I was more than a little surprised at this article:
http://www.wsbtv.com/health/10853509/detail.html
It is short on details so I am still wondering just what
it was that was detected, assuming the story is not
a hoax.
Do any knowledgable people care to take a guess as
to what may have been detected?
Possibilities that occur to me include a tracer she may
have received for imaging purposes, or an implant placed
directly into a tumor (do they do that any more?)

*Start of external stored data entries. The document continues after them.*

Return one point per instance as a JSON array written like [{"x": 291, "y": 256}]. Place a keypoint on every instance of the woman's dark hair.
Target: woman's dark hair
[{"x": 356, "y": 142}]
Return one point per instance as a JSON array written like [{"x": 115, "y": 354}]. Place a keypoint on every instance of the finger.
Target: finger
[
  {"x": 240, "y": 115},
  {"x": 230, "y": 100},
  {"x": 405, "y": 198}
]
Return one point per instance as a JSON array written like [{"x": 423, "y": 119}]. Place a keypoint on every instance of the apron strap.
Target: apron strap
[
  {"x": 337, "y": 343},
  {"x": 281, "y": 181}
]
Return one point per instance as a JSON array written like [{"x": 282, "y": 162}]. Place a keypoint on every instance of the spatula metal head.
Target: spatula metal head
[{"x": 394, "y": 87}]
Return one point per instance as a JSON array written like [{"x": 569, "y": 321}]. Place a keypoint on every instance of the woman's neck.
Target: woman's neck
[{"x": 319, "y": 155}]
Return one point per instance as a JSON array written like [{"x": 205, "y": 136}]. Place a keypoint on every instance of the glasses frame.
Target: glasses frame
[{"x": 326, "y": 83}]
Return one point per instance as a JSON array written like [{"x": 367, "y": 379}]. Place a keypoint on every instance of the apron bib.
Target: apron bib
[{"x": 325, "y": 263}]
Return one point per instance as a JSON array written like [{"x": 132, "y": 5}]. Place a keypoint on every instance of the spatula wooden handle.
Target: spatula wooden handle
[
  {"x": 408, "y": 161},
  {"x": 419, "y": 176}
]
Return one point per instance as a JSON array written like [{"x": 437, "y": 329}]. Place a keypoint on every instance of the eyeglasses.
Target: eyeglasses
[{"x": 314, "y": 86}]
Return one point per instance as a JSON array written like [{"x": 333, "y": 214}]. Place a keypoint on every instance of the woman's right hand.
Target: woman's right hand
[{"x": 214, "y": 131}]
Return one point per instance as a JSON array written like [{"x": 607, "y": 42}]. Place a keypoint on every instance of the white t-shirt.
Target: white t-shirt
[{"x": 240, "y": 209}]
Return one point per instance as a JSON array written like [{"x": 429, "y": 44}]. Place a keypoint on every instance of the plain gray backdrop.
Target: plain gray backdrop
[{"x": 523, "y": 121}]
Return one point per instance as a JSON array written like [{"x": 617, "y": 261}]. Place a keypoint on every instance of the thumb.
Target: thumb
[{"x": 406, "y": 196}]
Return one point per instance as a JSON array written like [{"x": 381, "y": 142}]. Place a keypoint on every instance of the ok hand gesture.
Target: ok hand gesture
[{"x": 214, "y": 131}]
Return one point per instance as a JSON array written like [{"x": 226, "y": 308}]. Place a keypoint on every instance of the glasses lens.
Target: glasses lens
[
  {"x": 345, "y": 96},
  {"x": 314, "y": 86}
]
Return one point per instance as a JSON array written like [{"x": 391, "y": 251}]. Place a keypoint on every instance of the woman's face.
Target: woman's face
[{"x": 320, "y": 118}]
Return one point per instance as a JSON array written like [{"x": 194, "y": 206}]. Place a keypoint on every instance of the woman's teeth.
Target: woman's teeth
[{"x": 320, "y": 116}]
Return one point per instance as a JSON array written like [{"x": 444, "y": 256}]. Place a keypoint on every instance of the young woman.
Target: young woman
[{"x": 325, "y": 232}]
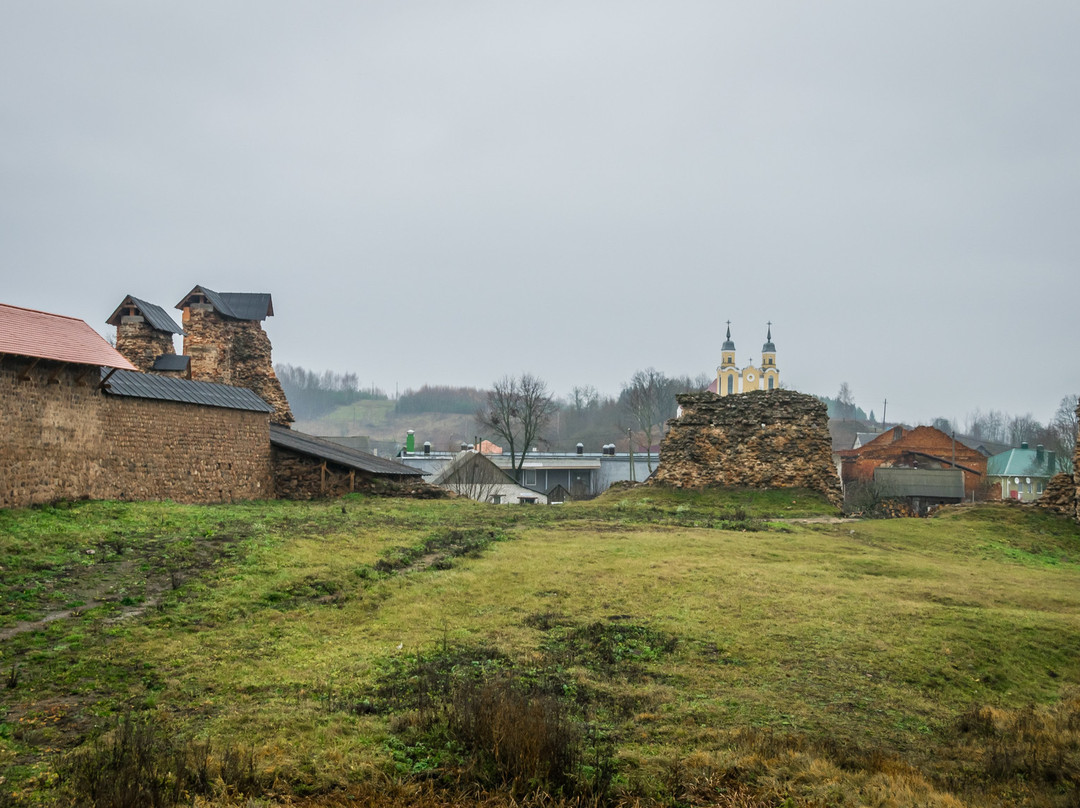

Could she have receive radioiodine treatment for an
enlarged thyroid, rather than cancer therapy?
--
FF
I.P. Freely - 28 Jan 2007 00:21 GMT
With apologies for crossposting but the recipient forums seem
appropriate . . .
> Do any knowledgable people care to take a guess as
> to what may have been detected?
Probably not a lot of validity in most guesses, even educated ones or a
Snopes inquiry, as our border radiation detectors are evolving rapidly
as we type. Maaaaaany people are working looong hours at multiple
facilities to design and deploy new detection concepts, technology, and
hardware at everything from remote southern deserts to major urban
ports. Fortunately, the media hasn't stumbled across the details yet, or
they'd have hand-delivered them to the very people we're trying to stop.
I hope to see rampant, broad, numerous, contradictory, even stupid
and/or deliberately misleading guesses . . . or silence. There's way too
much idle but harmful curiosity about what is being done in the interest
of security.
I.P.
bj - 28 Jan 2007 17:28 GMT
>I was more than a little surprised at this article:
>
[quoted text clipped - 13 lines]
> Could she have receive radioiodine treatment for an
> enlarged thyroid, rather than cancer therapy?
Why do you think it wouldn't have been cancer?
Someone on my thyroid cancer list set off an alarm several weeks after her
treatment with radioactive iodine -- the same substance used to treat hyper
or whatever, it's the dose that varies. Patients are advised to carry a
letter from their doctors about it.
I've heard that prostrate cancer patients have implants that can set off
alarms, but don't know anything more than that, or what substance is used.
Detectors can vary in how sensitive they are.
bj
Andrew Kerr - 28 Jan 2007 23:47 GMT
> I was more than a little surprised at this article:
>
[quoted text clipped - 17 lines]
>
> FF
I didn't read the article but yes, this can (and does) happen. If we
find out that a patient is crossing the border within the next few days,
or traveling to an airport, we give them a standard letter explaining
that they were injected with technetium or given oral iodine.
Most of the time it is with truck drivers who regularly cross into the
US. In the fall we also have a lot of "snowbirds" heading South.
I don't know how sensitive the detectors are, but the thought of some 70
year old grandmother having her car torn apart simply because she had a
bone scan the day before doesn't appeal to me.